Note: I haven't been able to find websites for either Engel or Fiala. The closest I've come is this photo of Fiala in Alan Light's Flickr account, and messages from "Jim Engel" and "Jungle Jim Engel" on various comics message boards. ("Jim Engel" isn't that uncommon a name, so I wonder: is it our man Jim who speaks out so strongly against pornography on this Comicon thread from 2000?)
Runners-Up: For more esoteric humor based on comics fandom--and for some glorious cartooning too--read Mark Martin's 20 Nude Dancers 20 Year One Posterbook (Tundra, 1991) and 20 Nude Dancers 20 Year Two (Tundra, 1992).

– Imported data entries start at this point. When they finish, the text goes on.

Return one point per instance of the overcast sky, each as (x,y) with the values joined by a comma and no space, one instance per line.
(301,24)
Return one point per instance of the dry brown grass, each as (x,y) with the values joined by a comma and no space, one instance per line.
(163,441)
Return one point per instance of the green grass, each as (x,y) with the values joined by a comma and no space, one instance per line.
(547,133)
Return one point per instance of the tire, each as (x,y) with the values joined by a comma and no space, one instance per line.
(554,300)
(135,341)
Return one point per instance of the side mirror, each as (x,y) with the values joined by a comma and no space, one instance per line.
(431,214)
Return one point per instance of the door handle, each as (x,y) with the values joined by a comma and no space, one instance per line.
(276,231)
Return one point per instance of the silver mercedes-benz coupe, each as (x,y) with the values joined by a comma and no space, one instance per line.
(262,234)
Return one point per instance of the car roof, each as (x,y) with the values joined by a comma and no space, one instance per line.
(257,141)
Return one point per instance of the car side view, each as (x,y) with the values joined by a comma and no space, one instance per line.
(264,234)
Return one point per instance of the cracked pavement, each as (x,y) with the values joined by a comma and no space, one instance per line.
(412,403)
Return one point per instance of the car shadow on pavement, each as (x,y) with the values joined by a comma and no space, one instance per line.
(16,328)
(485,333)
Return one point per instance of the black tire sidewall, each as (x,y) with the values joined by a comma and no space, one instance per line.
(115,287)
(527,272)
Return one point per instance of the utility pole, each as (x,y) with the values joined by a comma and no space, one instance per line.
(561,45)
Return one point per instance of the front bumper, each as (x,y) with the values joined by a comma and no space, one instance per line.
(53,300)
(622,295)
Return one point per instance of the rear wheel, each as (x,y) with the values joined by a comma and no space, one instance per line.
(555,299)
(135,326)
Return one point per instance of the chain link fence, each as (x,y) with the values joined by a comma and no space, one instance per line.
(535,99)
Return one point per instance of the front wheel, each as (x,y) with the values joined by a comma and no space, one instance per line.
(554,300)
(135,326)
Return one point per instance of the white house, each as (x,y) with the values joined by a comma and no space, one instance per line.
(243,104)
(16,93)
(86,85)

Fandom Confidential was great. Jim Engel and Chuck Fiala used to draw really good funny animal comics too, if I recall correctly. Thanks for reminding us of this great book. Off now to dig it out myself...

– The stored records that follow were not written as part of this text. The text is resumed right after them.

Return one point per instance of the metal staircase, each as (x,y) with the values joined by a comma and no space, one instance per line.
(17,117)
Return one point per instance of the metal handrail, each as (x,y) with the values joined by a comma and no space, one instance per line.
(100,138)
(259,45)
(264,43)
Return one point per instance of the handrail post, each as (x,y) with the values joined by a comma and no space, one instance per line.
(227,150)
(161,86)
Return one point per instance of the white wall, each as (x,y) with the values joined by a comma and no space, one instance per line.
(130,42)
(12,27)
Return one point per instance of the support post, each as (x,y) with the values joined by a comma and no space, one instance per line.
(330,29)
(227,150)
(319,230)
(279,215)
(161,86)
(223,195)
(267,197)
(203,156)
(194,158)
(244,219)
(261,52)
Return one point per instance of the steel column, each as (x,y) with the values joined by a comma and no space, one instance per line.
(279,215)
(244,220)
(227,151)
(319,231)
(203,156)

Posted by: Brad Brooks | September 25, 2008 at 12:35 PM
I've known Chuck for many years. He's recently got back into cartooning and can be found here: http://www.swordandsarcasm.com/
Posted by: Tim Broderick | September 25, 2008 at 07:10 PM
Hey, Craig----thanks for the swell piece on FANDOM CONFIDENTIAL! I re-read it once a year myself, and I TOO still find it funny. Those days on TCR with Chuck, doing F.C., "DICK DUCK, DUCK DICK" and "BULLET CROW" for our friends Mike Tiefenbacher & Jerry Sinkovec (in the company of friends like Alan Jim Hanley & Don Rosa) were some of the best times I've ever had. High points were being accused of "bad taste" in a letter from Bill Gaines after we did the return of Graham Ingles, a letter from Stan on the "soapbox" strip (and the April "Stan Is Dead" cover I did), and being defended in print by Alex Toth after some guy complained that the pages Chuck & I were using up would be better used on old Superman newspaper strip reprints.
I loved doing Fandom Confidential, and miss doing it (I had some pencilled up that we never got to)...it's nice to have the book collecting it (although there WERE a few pages done after the Kitchen Sink book came out. There was also a pretty funny 2-pager shot at a CBG picnic that ran in..CBG...most obscure are the special ad strips we shot to advertise the Kitchen collection that ran in THE COMICS JOURNAL, CBG, TCR, and THE SPIRIT...).
Anyway---thanks for--sniff---remembering.
Confidentially Yours,
Jim Engel
PS--thanks to Tim B. for the link to Chuck's strip. I'd never seen it.
PSS---Yes, that WAS me on the COMICON.COM thread.